– Как думаешь, если я надену мундир, это не будет выглядеть слишком вызывающе? – спросил я у Татьяны, которая крутилась перед зеркалом, рассматривая, как на ней сидит короткое зеленое платье в обтяжку.
Татьяна ко мне переехала с тем чемоданом, который обеспечивал её жизнь в Сумах, а ничего нового довезти не успела. Я же ещё в январе навел в вещах «моего» Орехова некое подобие порядка – то есть выкинул в отдельную кучу всё, что показалось мне странным или ужасным, – а оставшееся тоже вполне влезало в чемодан – если не учитывать два костюма, в которых я ходил на службу.
В общем, выбор на случай неких мероприятий у меня был убогий – либо гражданка, либо мундир, который выглядел слегка грозно.

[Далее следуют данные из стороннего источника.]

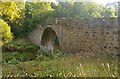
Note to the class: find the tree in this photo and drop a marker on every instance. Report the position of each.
(5, 32)
(13, 14)
(36, 13)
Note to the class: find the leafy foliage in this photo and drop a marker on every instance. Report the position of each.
(5, 32)
(36, 13)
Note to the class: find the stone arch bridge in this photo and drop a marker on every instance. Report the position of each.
(84, 36)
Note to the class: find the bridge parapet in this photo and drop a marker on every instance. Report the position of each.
(85, 36)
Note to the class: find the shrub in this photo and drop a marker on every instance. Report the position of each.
(5, 32)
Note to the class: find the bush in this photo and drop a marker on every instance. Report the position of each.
(5, 32)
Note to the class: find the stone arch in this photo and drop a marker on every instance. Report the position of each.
(49, 40)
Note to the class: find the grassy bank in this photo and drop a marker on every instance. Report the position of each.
(40, 64)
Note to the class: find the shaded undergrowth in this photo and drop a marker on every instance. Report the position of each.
(38, 63)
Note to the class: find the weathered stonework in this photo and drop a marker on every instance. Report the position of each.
(84, 36)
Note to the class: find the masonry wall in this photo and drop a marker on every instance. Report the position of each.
(91, 36)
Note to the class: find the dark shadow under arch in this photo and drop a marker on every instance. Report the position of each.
(50, 41)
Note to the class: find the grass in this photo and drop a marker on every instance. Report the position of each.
(19, 64)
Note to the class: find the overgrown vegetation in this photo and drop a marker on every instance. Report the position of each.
(20, 58)
(59, 64)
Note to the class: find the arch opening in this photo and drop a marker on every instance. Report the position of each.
(50, 41)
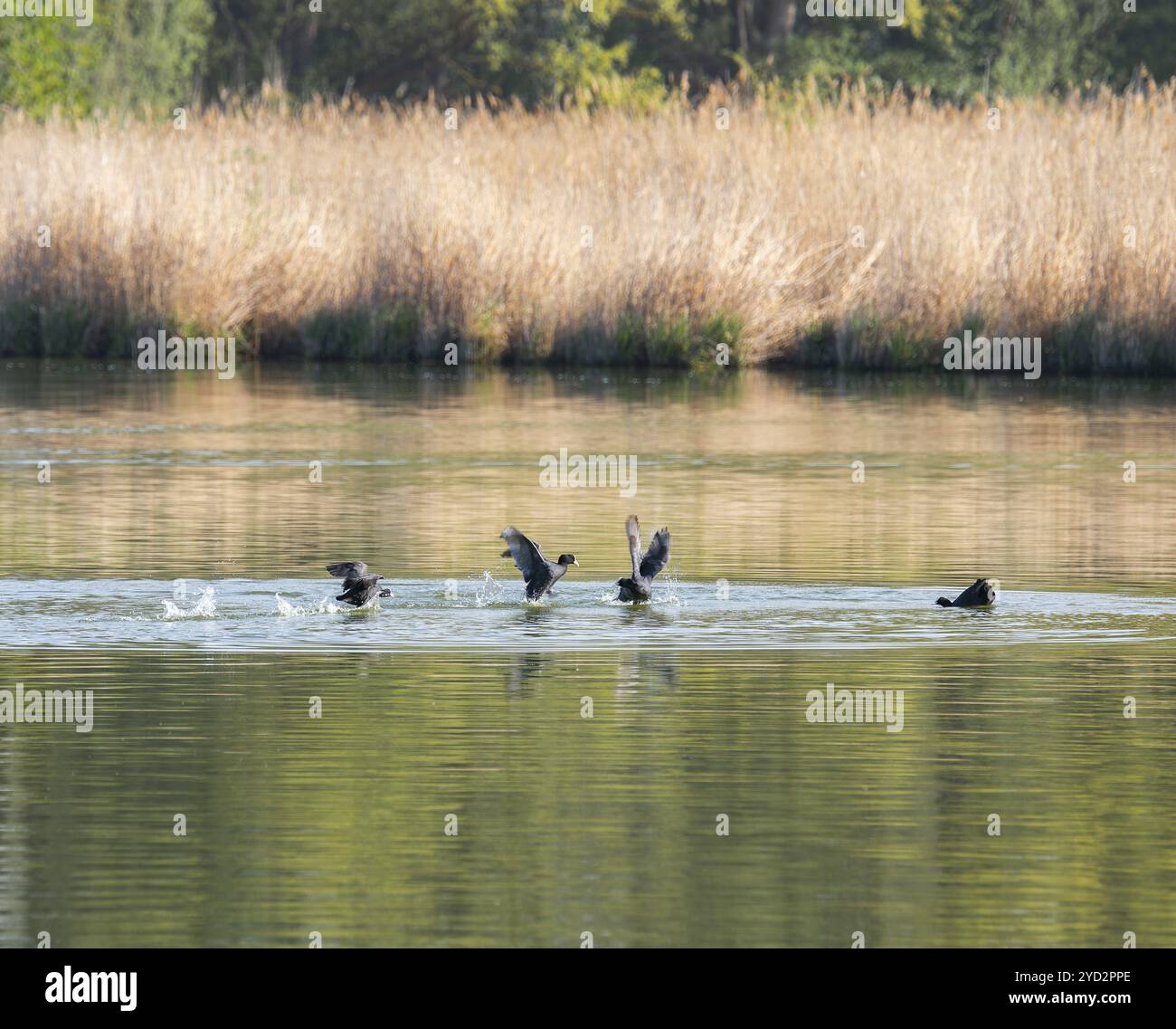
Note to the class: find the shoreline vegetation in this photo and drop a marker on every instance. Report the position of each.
(858, 232)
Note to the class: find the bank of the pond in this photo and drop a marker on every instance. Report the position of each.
(853, 234)
(1078, 347)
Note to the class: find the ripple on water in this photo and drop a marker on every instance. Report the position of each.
(481, 613)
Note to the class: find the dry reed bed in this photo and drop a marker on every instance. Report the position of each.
(477, 235)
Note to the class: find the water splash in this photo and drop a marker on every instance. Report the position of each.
(204, 608)
(492, 592)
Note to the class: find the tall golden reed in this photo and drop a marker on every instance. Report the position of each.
(861, 232)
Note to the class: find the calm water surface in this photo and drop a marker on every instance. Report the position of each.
(172, 564)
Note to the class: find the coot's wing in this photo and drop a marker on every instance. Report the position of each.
(348, 569)
(657, 555)
(360, 590)
(633, 529)
(527, 557)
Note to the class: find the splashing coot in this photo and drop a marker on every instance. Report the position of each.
(537, 572)
(359, 587)
(645, 568)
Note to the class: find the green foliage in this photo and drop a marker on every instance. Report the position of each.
(626, 53)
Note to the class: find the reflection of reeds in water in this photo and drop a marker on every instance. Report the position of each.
(755, 482)
(379, 233)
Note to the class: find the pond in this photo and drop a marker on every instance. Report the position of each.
(460, 767)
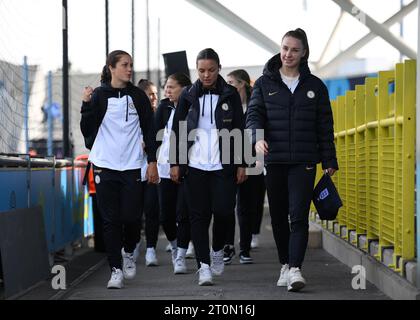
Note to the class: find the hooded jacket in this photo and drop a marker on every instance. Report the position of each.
(93, 113)
(228, 115)
(298, 127)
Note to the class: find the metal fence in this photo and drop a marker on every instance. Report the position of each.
(375, 141)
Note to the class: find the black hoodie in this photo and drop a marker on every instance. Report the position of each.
(298, 127)
(94, 111)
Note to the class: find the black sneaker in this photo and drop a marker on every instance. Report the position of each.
(245, 258)
(228, 254)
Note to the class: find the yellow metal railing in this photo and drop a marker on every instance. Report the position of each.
(375, 142)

В прошлой жизни мне пришлось надевать мундир раз или два, по каким-то серьезным праздникам. В этой я в форму ещё не облачался ни разу, только менял погоны – сейчас там красовались свежие майорские звезды. Впрочем, спрашивал я больше в шутку, потому что ещё сохранил остатки разума и не собирался надевать эту официозную штуку на знакомство с родителями Татьяны.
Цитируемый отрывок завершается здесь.